DESENVOLVIMENTO INTELECTUAL

Educação de Infância

Noel: “Mas isto ao mesmo tempo revela como estas iniciativas, que são um bocado marginais, mas que ao mesmo tempo podem influenciar o centro. Estas coisas são muito importantes porque há que transgredir determinado tipo de coisa para as coisas evoluírem. Portanto, é evidente que isso tem custos muito elevados. Portanto, inclusivamente até na vida pessoal das pessoas, nós temos que nos afirmar. Mas é interessante verificar como é que uma coisa que vem de uma ocupação de umas instalações, que era uma transgressão e depois quer dizer, o que produzimos pode servir para a formação da segurança social. “

“Então o que é que eu fiz? Em vez de começar com uma reunião de pais, porque aí era como nas igrejas, as pessoas, ouvem o professor a falar e não sei quê, tudo caladinho, saem e fazem a reunião cá fora [risos]. Então eu pensei “ah, não me apanham nessa!”. Então o que é que fiz? Eu tinha lá as inscrições das crianças e fui ter uma conversa, uma entrevista informal, com cada um dos pais – eram 25, não, eram 24 porque havia dois irmãos – no terreno deles para eles poderem ter um ascendente sobre mim. Isso facilitava logo porque é importante a gente ter esta noção que é também uma relação de poder. Quer dizer, isso é muito importante e normalmente as pessoas têm pouca humildade para fazer esse tipo de coisa. Bom, então eu fui ao terreno deles falar com eles, portanto, uns mandavam-me logo entrar, outros era na soleira da porta. E eu não tinha nem papel nem nada. E foi muito interessante esse trabalho, porque por um lado foi o expor-me a eles “aqui estou eu! o que é que quereis dizer? Quais são as vossas expectativas?”, que isso é importante. E foi um trabalho muito moroso.”
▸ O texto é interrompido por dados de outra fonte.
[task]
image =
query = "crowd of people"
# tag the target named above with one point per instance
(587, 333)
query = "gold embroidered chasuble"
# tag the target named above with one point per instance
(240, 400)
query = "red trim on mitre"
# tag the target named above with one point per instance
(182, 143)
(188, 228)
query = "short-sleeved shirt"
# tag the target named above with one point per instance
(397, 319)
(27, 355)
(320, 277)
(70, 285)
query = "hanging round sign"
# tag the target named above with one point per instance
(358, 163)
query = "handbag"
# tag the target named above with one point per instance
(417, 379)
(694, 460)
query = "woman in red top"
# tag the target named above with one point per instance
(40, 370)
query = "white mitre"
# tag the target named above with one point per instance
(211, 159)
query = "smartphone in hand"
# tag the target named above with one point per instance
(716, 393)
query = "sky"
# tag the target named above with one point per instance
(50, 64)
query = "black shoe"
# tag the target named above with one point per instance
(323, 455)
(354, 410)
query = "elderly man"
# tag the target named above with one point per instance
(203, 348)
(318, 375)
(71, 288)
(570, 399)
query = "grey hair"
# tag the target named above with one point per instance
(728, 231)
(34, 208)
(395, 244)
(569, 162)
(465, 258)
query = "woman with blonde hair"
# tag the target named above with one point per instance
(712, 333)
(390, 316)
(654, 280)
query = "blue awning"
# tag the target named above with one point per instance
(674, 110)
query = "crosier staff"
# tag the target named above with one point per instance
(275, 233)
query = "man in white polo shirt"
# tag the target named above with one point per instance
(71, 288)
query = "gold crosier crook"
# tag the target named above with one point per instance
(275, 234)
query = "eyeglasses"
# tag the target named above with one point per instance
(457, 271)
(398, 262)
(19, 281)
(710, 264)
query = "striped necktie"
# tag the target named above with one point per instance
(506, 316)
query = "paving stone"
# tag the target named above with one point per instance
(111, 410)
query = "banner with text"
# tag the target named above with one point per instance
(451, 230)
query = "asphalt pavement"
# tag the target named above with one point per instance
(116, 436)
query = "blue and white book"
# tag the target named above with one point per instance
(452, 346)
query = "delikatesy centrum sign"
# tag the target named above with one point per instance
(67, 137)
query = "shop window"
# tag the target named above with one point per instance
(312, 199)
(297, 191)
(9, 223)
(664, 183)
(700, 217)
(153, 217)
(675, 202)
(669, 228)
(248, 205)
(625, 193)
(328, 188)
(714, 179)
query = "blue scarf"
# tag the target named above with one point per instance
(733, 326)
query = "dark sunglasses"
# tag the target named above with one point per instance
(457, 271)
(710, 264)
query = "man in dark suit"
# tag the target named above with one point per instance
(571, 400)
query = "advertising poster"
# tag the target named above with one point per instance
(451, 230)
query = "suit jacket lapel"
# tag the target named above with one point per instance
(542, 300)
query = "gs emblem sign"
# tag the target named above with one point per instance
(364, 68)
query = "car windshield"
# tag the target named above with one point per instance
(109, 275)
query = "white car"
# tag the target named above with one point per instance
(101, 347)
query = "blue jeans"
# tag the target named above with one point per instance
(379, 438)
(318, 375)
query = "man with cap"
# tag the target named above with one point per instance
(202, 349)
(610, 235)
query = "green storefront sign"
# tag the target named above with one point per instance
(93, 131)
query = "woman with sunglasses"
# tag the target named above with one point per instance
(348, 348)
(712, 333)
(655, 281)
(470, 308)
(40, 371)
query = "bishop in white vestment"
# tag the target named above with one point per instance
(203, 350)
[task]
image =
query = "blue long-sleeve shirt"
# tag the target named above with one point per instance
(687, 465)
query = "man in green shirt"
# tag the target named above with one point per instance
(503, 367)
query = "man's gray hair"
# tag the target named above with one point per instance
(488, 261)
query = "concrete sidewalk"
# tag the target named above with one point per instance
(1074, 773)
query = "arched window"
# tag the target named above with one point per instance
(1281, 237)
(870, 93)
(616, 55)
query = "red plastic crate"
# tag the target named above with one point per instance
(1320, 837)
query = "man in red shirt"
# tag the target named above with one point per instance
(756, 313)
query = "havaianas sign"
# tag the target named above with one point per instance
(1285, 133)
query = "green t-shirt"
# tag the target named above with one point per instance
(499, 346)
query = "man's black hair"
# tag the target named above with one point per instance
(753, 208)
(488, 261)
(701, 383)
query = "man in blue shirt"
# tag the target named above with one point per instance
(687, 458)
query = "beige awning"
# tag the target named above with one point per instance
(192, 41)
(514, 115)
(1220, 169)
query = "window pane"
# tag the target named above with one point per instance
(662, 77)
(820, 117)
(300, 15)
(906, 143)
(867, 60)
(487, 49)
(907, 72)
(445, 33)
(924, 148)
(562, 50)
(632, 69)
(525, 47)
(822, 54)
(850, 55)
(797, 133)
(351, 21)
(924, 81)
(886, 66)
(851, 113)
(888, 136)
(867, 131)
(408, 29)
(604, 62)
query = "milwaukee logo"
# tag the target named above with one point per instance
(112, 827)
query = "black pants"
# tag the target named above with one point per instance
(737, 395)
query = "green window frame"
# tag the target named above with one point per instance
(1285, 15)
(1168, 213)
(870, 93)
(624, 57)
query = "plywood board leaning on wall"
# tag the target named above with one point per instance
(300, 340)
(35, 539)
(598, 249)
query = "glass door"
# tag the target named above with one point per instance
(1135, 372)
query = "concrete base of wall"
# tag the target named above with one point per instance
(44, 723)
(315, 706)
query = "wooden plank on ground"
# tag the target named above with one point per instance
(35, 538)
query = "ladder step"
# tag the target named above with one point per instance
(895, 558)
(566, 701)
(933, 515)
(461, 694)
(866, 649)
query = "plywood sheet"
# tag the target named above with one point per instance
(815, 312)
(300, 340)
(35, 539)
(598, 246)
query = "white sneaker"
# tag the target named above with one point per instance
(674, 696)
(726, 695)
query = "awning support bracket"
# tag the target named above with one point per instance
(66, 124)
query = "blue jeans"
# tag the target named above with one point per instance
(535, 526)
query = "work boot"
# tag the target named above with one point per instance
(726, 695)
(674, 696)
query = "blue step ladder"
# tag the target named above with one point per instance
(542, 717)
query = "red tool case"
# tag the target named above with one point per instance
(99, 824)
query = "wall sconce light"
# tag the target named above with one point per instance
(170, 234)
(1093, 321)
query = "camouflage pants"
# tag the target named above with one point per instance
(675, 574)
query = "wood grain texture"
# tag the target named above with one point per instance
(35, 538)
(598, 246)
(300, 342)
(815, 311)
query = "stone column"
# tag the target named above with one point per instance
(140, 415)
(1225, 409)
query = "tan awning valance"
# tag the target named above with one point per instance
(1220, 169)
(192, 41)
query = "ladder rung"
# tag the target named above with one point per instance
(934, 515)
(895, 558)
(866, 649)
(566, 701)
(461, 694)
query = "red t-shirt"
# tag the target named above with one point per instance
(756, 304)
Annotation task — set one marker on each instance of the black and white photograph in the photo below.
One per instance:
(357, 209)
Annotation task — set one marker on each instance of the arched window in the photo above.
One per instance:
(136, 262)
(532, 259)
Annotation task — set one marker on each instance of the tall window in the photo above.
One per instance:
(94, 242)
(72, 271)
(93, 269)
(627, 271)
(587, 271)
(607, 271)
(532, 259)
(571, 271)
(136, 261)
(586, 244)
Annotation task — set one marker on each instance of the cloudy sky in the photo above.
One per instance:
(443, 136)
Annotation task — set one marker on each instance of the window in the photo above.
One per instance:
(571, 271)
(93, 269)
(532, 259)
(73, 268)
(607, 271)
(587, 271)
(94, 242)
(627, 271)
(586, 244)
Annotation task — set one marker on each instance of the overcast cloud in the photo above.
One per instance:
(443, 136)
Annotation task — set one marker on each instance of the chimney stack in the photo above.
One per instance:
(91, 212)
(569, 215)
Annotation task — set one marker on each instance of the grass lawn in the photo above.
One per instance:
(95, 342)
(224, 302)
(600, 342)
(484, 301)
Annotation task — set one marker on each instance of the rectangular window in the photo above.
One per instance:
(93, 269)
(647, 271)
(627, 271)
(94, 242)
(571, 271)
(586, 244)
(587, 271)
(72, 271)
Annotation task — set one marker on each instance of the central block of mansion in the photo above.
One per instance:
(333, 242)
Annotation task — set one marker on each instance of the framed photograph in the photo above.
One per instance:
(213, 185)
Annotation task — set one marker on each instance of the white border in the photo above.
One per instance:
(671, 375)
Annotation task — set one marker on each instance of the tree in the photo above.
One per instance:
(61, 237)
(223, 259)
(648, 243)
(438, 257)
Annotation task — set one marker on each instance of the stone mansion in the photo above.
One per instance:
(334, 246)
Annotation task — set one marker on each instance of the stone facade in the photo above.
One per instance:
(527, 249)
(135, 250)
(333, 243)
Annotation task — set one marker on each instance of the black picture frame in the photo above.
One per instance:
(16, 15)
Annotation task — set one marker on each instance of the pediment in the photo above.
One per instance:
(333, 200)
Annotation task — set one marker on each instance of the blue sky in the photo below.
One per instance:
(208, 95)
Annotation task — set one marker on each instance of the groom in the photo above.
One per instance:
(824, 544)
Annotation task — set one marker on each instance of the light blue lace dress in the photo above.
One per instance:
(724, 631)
Tânia: “O que os educadores podem fazer mais tarde são formações em coordenação ou em gestão. Naquela altura, não havia formação, mesmo, nesta área. Daí que eu tenha tido a necessidade de ir fazer a licenciatura na Faculdade de Psicologia e Ciências da Educação, na área de Formação de Adultos porque era a [área] que eu achava que me fazia mais sentido. A seguir fiz o mestrado, também nessa área de Formação de Adultos, para ter mais conhecimentos. Não [em relação a] aspetos pedagógicos, porque felizmente eu estava muito sustentada pelo Movimento da Escola Moderna, muito sustentada com muitos encontros, com muitos congressos, com muita formação. Também pela APEI – a Associação de Profissionais de Educação de Infância. Eu tenho duas associações na minha vida, onde eu fui muito ativa. A APEI… “

1º ciclo

Abel: “Se nós temos um menino com autismo, podemos estudar as teorias todas do autismo… só que ele reage-nos de uma maneira que não está em lado nenhum. Ele reage daquela maneira e nós temos de ter a capacidade de nos moldar e saber como reagir perante essa adversidade. Perceber, por exemplo…  ainda há tempos estava a discutir isso com uma colega. Ela disse: “Um miúdo deu-me um pontapé”. Se calhar, aqui há uns anos atrás, era capaz de dizer-lhe: “Dá-lhe uma palmada.”. Depois, eu disse: “Olha, se ele te deu um pontapé, se calhar é porque gosta muito de ti.”. Quando o menino nos faz isto na escola nós temos que perceber porque é que ele faz. Está a chamar a atenção? Ele teve um problema com os pais? As teorias estão lá, mas temos que ir à experiência buscar isso. E, às vezes, os colegas não querem. Eu não estudei isto nos livros. Sem saber muito, fui estudando, fui lendo umas coisas, leio umas coisas, gosto de ler, se calhar agora menos. Mas aprendi isso conversando com os colegas mais velhos, ouvindo. Acho que os colegas mais novos têm um bocadinho isso, sabem tudo.”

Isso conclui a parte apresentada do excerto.